悪夢
「えっ…???ちょっと武藤先生、何するんですか??やめて下さい!!!!!」
「やだなぁ澤井先生、今更何言ってるんですか?元々【こういう事】が好きなんでしょ?」
それはかつて海原亮太が通っていた実業高校の一室内での出来事であった。当時亮太の担任教師であった澤井あんみに対して同僚教師の武藤玄が、それまで温厚な人柄が豹変したかの様に、彼女に襲い掛かり、性暴力を働こうとしたのだ。
「嫌ーーーーーーーーーーー!!!!!やめて!!!!!誰か助けてーーーーーーーーー!!!!」
丁度近くを通りかかった亮太が異変に気付き、現場に駆け付けると、自身の担任教師が無理矢理男性教師から襲われそうになるところを目の当たりにしたのだ。
「おいテメェ!!!!!!何やってんだよ?ぶっ殺してやる!!!!!!!」
武藤玄の卑劣な蛮行に激高した亮太は力ずくで武藤玄の胸倉をつかみ、顔が変形するまで殴りつけようとした。
「うわあああああああああああああああああ!!!!!!!!!」
真夜中の一室で、亮太が大声で叫んだ。もう何度見たのか分からない程の悪夢にうなされた彼は全身汗びっしょりの姿で目を覚ましたのだ。

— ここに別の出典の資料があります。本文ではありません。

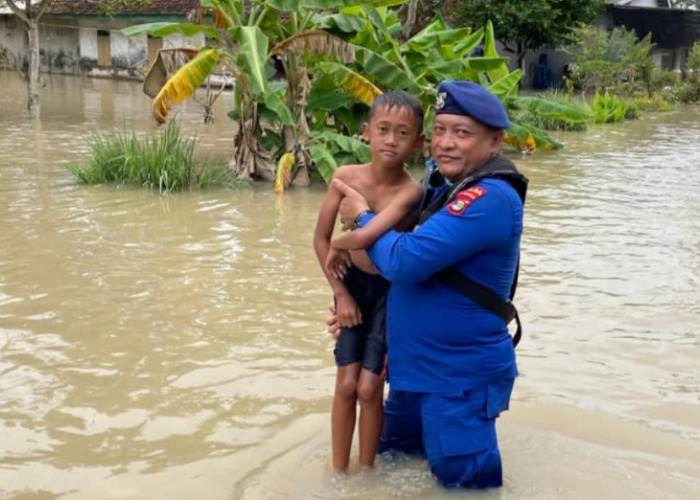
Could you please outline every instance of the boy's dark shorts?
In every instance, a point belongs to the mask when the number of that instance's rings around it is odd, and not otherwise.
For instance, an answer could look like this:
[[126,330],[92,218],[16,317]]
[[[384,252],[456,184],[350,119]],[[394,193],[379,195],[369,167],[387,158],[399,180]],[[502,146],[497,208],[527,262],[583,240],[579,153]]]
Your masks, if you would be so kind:
[[335,363],[345,366],[362,362],[362,367],[377,375],[384,367],[386,354],[386,296],[389,282],[378,274],[351,267],[345,286],[362,312],[362,323],[341,328],[335,344]]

(クッソ…、何で又あんな夢みちまったんだろう…。一体いつになったらあのゲス野郎から解放されんだよ!!!)
亮太は未だに当時の澤井あんみとの一件が頭の中から離れなかったのだ。そして同じ事が近い内に実姉の海原あいりと埴科透との間にも同じ事が起こるのではないかと危惧していたのだ。